I have that aliased as 'pbg'.

Aaaaand I just learned about Cmd-E and Cmd-J. Love all the little useful shortcuts OSX has. :)

The hot keys for screen capture are more useful for daily use. You can paste what you've capture directly into most email clients. Or go to Preview where creating a new file uses what's on your clipboard if its an image.

Notably the screen capture terminal command, while neat, is sold as "more flexible". I think the author is unaware of Command+shift+4 followed by tapping the spacebar. It'll give you the window capture.

Otherwise good article.

If you have Cloudup installed, that command sequence will also upload the screenshot automatically.


I don’t use a Mac, but have used espeak-via-ssh to deliver a message to my sister who was near my laptop, from the comfort of my bed… I could have (a) called out, or (b) gotten up, but where would the fun have been in that?

The biggest change I have found for my terminal was adding this to my .bash_profile:

export CLICOLOR=1

export LSCOLORS=GxFxCxDxBxegedabagaced

I thought that was one of the most amazing things when I used a linux system, but OS X is black and white by default.

`ls -G` will show colors with BSD ls, much like `ls --color' with GNU ls.

This is neat.

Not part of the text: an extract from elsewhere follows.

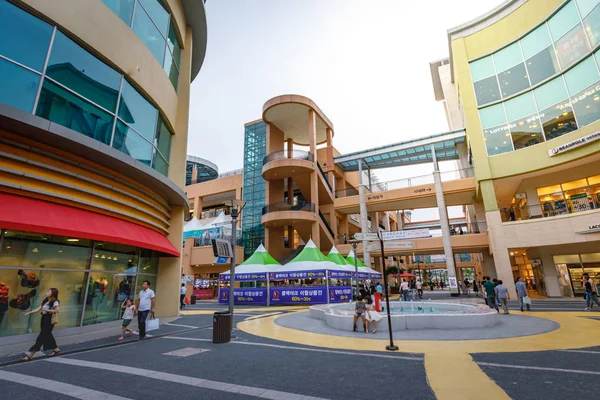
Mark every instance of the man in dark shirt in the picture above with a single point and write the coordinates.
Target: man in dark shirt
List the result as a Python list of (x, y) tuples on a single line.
[(490, 293)]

I'll be getting a mac soon, and this is right up my ally.

Awesome. I knew about `pbcopy`, but i never knew you could also pipe stuff into it. That saves a lot of time saving script outputs to temporary text files and copying!

alias copyssh="cat ~/.ssh/id_rsa.pub | pbcopy"

Or without the extraneous cat: "pbcopy < ~/.ssh/id_rsa.pub"

Ah yes, thanks, I always forget about <

Personally, I was surprised that there is not a command line interface to OS X's Notification system. Seems like it would be handy for long running batch jobs.

Install this:


Add this to your .bashrc:

function notify { terminal-notifier -title "$1" -message "$2" }

Interest. Thank you.

I wonder if it's possible to make OS X to say "As you request, Stan" in Lexx's voice.

That alone might be sufficient reason to migrate from ubuntu.

+1 for the reference!

The '-name' argument of mdfind makes it useful to find files with the query string in the name. E.g.: "$ mdfind -name resume".

The one utility I can't live without is caffeinate, which prevents a Mac from sleeping.

It's super useful for keeping long running tasks running.

Why not just disable sleep? I only ever sleep my Macs manually (if ever).

it's useful to be able to switch between the two without having to open up the preferences

If you work with images a lot, look up sips. I use it a lot, for converting images, rescaling and resizing, etc.

The article doesn't mention the fun you can have with ssh + say.

My co-workers and I used to ssh into the iMacs of non-technical users in our office and have a good laugh from a nearby room.